Lá, ele decidiu escrever uma dissertação de mestrado sobre o ônibus que cruza sua cidade natal. E precisou literalmente desenhar o 474 para suas professoras orientadoras portuguesas. Sorte que, como arquiteto, essa é a sua especialidade.
Desenho que representa a entrada do ônibus.
Gabriel Weber
Durante a pesquisa, Gabriel entrevistou um assaltante – e quase foi assaltado. Ele observou o funcionamento dos arrastões e a função da depredação. “As janelas são as primeiras vítimas materiais”, contou.
Seja para se pendurar delas, para aliviar o calor quando o ar-condicionado não dá conta, ou para abrir meios alternativos de entrada e saída do veículo, ele conta que é comum que passageiros rompam os lacres de emergência para derrubar as janelas.
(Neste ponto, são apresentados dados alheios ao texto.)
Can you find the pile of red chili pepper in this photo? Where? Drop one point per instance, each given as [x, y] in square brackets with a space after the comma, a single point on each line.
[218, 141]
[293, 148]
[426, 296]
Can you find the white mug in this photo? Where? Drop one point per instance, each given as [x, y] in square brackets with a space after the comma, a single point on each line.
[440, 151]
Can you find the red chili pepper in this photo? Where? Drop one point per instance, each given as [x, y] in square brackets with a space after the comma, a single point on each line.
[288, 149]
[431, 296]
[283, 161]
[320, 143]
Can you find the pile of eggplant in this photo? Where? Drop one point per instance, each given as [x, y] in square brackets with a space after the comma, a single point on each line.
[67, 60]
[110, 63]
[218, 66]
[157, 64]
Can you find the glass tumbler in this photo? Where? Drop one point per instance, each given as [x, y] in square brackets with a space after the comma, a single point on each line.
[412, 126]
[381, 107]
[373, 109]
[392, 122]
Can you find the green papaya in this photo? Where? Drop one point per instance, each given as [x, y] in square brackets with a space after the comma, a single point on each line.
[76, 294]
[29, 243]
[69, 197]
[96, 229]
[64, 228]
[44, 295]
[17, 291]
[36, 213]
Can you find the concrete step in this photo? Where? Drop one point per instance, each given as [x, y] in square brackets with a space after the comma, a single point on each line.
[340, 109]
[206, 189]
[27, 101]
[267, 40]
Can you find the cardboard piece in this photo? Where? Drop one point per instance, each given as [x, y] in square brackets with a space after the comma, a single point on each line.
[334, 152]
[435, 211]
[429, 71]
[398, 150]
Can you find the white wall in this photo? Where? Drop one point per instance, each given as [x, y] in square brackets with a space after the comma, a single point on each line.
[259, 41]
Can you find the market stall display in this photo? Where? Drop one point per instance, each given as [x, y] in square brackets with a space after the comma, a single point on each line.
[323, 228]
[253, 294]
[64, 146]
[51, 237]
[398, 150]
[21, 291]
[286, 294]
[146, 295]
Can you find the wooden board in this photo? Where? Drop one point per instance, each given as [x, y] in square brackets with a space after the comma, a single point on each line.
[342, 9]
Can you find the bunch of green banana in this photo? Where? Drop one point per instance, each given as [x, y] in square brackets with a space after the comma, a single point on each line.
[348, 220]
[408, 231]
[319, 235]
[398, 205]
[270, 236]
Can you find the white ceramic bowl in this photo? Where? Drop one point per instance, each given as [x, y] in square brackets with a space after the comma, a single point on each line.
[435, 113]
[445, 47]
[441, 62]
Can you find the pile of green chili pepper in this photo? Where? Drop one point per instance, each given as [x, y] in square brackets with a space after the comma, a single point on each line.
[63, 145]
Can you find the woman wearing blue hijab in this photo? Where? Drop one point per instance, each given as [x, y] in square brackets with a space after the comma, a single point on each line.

Dentro do ônibus, ele apontou, com conhecimento de causa, pequenos sinais que revelam que as janelas daquele veículo tinham sido recolocadas e marcas de pontapés que perto das escotilhas – porta de saída para o teto do ônibus, onde não raro, jovens sobem para “surfar” antes mesmo de chegar na praia.
Um arrastão, desenhado.
Gabriel Weber
“O 474 encarna um pouco aquela visão maniqueísta de que o mal é este que precisamos combater”, fala Weber. “É o alvo da ‘Operação verão’ normalmente, como se ele fosse uma grande entidade do mal.”
No finalzinho do trajeto, ao chegar em Copacabana, quando o ônibus saiu da Avenida Princesa Isabel e virou para a Rua Barata Ribeiro, um policial militar fez sinal. Apesar de não ser um ponto oficial do trajeto, o motorista parou e abriu as portas.
Um agente entrou pela frente e outro por trás. Deram uma boa olhada para os passageiros. Ali, segundo Gabriel, é o lugar em que o ônibus vira também uma “parede de revista”.
Rapazes, geralmente negros e sem camisa, são tirados do coletivo ao acaso. Eles têm seus documentos verificados. Às vezes são liberados, às vezes não. Weber, que é um homem branco e costuma se vestir à moda “tropical chic” – descrição própria – nunca foi abordado.
Ônibus convertido em muro de revista.
Gabriel Weber
De lá, até o ponto final, dois militares seguiram o ônibus, em motocicletas. Gabriel conta que essa “escolta” é muito comum, e nos dias de calor mais intenso, vem desde o início da Zona Sul.
Ele também entrevistou trabalhadores, os motoristas, os surfistas do teto, os despachantes, e os vendedores – de bala, de picolé, de mate e de água-oxigenada. Colecionou histórias que dão a dimensão do 474 pelo lado de dentro.
Ponto final
Saltando em Copacabana o ar mais fresco anuncia a presença do mar, que ainda está escondido por um quarteirão. Mas para quem fez essa viagem toda, uma pequena caminhada não é nada. Finalmente, a que Gabriel chama de “a prometida praia do fim-de-semana”.
Para o passageiro é o fim da viagem, pelo menos por enquanto. Mas o 474 liga de novo o motor e parte rumo ao Jacaré. Um ônibus que ajuda a “entender o Rio no original”, como diz a introdução do livro.
“Não é uma questão de quilometragem”, esclareceu o autor. “É que ele une, ao mesmo tempo que separa, dois pontos muito diferentes da cidade. Pontos que tem uma relação ambígua e simbiótica, um dependo do outro para existir”, disse.
Weber aproveitou a viagem para comemorar o lançamento do livro com um mergulho.
Um ônibus “famoso, sempre nas páginas policiais” – como disse um transeunte, ao g1, ainda no ponto inicial – virou um tema para a editoria de cultura. “Eu sinto que eu devia isso a ele,” disse o autor.
A tão esperada praia, registrada pela máquina descartável.